Schoolchildren also had to sacrifice their Whitsun holidays at the start of the Battle of Dunkirk, around 14th May. This was due to the gravity of the war situation as the onslaught of the Blitzkrieg through France and the Low Countries appeared unstoppable. On 5th June 1940 the military took over two classrooms in connection with the arrival of the B.E.F. from Dunkirk. The two classes had to meet in the assembly and woodwork rooms instead until the B.E.F. relinquished control of the two classrooms a month later. Now that the crisis in France had been averted, the school was closed from the 7th-10th June to compensate for the earlier loss of the Whitsun holidays. In December 1940, the school lost two of its male teachers who left to join the RAF. These were replaced by a recent graduate and a teacher from Llanfarian school, who himself would leave and join the RAF the next year. The loss of these role models and mentors cannot have been easy in particular for the younger children, assuming they understood why their teachers kept having to leave for the war.
Illness and disease
The log books for Alexandra School Road describe at length how chicken pox, scarlet fever, measles, mumps, whooping cough, impetigo and other skin diseases raged throughout the school. This was corroborated with medical files describing the poor state of the evacuees upon their arrival, overwhelming the medical authorities such that they had to be released arrived without proper treatment to their billets.
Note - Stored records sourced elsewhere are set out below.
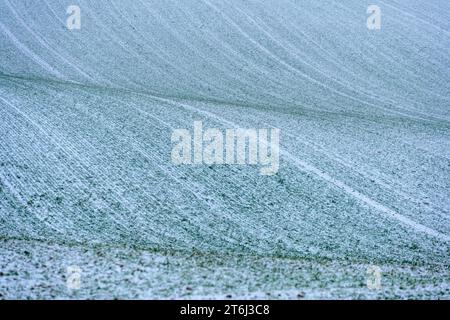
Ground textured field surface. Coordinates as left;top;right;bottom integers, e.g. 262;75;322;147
0;0;450;299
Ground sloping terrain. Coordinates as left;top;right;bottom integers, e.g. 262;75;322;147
0;0;450;298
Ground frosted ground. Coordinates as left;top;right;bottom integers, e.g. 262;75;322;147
0;0;450;299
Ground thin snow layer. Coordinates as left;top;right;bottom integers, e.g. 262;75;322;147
0;0;450;298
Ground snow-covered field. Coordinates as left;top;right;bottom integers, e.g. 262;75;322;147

During the year 1939, the school nurse examined 1516 children in 6 schools, 481 of whom were found to be ‘unclean’ and 639 found to be ‘suffering from minor defects’, meaning less than a third were in a fully satisfactory state. Another document signed by the local Medical Officer confirmed that the extraordinarily low attendance (less than 60%) from 1st-4th July was due to an outbreak of chicken pox. The school nurse was usually called in to the school at least every fortnight to examine all children present. Several pupils (including Liverpool evacuees) would often be excluded for possessing symptoms such as a rash or scabies. In the bad winter months, such as December 1943, as many as 45 children were absent due to influenza alone. The school medical officer authorized the closure of the school for the whole week in response.
On 17 December 1940 the school medical officer also authorized closure of the school for three days in response to alarming number of measles and scarlet fever cases, as well as from the 18th-26th May 1944 and between 17th-22th September 1944 because of an outbreak of scarlet fever. Children also contracted serious diseases such as scarlet fever during the holidays and were forced to go to the isolation hospital. In total around 13 Children from the Infants Department alone were taken to isolation hospital for scarlet fever and other illnesses from Alexandra Road Infants School from September 1939 to the summer of 1945.
This is also consistent with North Road School, which described ‘epidemics’ of measles, chicken pox and influenza at the end of 1940. There were also several cases of yellow jaundice at the school. The headmaster of North Road School, frustrated with low attendance, even appeared to resent one family suffering whooping cough for staying at home according to the regulations. At the end of 1939 there were 21 admitted evacuee in-patients to Cardiganshire General Hospital and 49 evacuee out-patients.